Add to soup pot and cook on stovetop over medium heat:

4x chicken breasts, cooked & shredded

29oz chicken broth

2x 15oz cans of green enchilada sauce

2x cans of diced green chilis

2/3c water

1-1/2T cumin

1T chili powder

1t onion powder

1t garlic powder

In the last half hour of cooking, add to the pot:

2/3c corn

2/3c instant rice

4oz cream cheese

Cook another 20 minutes over med-lo heat and serve!

Laura's Chicken Divan

3x chicken breasts

1/2c mayonnaise

1 can cream of chicken soup (or, Laura suggests creating your own cream sauce and adding bouillon)

1/2tsp curry powder

1tsp lemon juice

bread crumbs

1 pkg whole frozen broccoli cooked

Steam chicken breasts for 20minutes.

Bone chicken.

Mix mayonnaise, chicken soup, curry powder and lemon juice. Layer the above mixture with chicken and broccoli.

Top with 1cup of cheddar cheese and bread crumbs.
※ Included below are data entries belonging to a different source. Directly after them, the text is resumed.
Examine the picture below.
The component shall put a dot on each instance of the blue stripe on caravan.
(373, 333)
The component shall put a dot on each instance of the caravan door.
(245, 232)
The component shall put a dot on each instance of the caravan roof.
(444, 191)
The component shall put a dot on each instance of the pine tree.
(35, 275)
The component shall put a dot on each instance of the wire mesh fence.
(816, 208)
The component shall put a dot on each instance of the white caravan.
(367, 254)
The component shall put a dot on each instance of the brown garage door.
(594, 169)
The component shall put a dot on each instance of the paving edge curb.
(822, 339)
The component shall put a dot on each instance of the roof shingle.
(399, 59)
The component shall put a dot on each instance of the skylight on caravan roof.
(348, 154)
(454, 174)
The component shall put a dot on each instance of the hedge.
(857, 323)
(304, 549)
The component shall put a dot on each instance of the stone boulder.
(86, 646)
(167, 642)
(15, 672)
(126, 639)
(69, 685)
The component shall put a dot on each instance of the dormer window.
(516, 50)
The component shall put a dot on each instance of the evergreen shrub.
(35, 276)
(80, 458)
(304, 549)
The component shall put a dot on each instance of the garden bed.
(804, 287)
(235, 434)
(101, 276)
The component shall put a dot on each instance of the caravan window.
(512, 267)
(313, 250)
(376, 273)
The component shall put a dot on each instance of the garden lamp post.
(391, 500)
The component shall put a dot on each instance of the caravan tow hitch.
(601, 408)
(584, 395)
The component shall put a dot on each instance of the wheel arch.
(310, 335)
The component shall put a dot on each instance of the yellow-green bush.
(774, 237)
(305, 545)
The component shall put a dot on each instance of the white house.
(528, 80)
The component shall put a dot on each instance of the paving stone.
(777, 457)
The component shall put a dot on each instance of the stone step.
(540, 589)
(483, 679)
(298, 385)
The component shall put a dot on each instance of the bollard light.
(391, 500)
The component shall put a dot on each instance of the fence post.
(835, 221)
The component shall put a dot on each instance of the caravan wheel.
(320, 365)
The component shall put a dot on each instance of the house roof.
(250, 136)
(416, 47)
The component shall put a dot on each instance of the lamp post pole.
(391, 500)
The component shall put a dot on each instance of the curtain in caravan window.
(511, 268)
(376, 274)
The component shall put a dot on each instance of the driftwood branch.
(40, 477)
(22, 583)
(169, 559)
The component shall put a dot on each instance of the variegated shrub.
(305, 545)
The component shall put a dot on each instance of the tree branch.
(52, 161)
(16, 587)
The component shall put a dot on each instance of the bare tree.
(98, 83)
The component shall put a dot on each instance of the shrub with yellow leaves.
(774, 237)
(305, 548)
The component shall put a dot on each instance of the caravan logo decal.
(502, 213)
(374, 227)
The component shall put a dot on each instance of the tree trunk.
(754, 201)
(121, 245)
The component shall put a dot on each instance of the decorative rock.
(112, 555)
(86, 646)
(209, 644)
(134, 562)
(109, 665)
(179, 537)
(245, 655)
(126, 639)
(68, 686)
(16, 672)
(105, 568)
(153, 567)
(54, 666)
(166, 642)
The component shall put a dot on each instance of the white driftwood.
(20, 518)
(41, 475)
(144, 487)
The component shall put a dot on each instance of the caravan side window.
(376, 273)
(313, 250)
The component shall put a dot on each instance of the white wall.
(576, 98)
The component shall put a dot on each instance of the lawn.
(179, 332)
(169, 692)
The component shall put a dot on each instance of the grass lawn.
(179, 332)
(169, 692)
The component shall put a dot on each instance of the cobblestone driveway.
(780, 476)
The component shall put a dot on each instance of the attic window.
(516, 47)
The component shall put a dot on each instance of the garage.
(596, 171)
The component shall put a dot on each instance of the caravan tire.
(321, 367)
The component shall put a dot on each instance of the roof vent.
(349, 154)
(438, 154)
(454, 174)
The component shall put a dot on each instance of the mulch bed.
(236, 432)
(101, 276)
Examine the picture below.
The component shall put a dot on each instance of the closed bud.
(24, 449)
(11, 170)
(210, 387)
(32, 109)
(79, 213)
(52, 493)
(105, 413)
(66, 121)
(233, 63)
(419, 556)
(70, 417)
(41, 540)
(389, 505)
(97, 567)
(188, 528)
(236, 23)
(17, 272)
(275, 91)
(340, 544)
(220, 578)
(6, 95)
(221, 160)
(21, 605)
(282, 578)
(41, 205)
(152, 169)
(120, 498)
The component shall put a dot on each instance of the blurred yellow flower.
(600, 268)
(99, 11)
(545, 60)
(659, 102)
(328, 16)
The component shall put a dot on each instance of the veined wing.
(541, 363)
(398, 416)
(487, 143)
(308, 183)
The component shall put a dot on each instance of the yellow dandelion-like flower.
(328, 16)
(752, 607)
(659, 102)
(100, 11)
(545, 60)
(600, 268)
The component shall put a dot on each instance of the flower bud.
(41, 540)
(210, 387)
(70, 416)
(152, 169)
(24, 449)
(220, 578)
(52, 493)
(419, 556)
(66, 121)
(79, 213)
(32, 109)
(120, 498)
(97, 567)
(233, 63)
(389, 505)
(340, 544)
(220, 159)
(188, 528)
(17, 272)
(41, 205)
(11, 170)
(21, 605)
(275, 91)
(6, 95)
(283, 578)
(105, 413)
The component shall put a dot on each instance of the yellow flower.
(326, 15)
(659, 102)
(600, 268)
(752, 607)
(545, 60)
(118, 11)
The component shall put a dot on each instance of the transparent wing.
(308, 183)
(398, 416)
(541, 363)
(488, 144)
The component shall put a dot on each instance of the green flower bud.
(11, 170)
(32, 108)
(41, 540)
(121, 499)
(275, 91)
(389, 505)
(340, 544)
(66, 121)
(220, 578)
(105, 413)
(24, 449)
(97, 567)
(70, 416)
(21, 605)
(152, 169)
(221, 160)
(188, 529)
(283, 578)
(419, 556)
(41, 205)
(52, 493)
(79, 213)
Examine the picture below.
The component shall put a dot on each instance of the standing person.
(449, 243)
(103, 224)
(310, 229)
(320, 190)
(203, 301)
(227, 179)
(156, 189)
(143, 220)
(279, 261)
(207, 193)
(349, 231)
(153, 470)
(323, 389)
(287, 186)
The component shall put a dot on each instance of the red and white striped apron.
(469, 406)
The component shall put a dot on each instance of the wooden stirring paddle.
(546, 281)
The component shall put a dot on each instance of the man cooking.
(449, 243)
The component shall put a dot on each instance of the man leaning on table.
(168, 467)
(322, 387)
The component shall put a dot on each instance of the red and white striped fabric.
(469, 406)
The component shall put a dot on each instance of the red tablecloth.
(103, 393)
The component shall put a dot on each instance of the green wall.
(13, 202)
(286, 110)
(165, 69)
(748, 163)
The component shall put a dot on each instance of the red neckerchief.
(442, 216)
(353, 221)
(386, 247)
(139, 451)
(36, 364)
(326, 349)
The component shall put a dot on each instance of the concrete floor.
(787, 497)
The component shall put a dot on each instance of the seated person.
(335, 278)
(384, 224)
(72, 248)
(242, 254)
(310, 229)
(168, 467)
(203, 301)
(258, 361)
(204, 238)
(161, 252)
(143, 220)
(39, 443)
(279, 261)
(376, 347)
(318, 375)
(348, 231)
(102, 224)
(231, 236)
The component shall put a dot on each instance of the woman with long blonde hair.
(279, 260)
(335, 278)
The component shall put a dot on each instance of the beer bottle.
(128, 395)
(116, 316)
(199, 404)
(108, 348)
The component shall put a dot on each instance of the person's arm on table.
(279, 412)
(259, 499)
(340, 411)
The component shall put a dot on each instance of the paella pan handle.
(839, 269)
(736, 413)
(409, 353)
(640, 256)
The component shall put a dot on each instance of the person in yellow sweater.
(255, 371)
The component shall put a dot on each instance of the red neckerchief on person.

Bake 1hour at 350 degrees.

Sonja's Chocolate Chip Cookies

1-1/2 sticks of butter, softened

3x big spoonfuls of peanut butter (Adam’s Creamy style)

2x eggs

1tsp vanilla extract

1tsp baking soda

Barely 1cup brown sugar with a token 1Tbsp of white sugar

Beat together with mixer. Then add:

2-1/4c flour

2c Ghiradelli chocolate chips

Bake at 375degrees for 8-9 minutes.

Ken's Chili

Ken says he just throws in whatever he has and stops when the pot is full. Here are the ingredients he most recently used for a pot of chili:

Can of Italian diced tomatoes

Bell peppers (green and red)

Onion

Tomato sauce

Northern beans, Pinto beans & Kidney beans

Garlic (a lot!)

Ground turkey

Spicy pepper

Oregano

Serve topped with cheese and a side of garlic bread!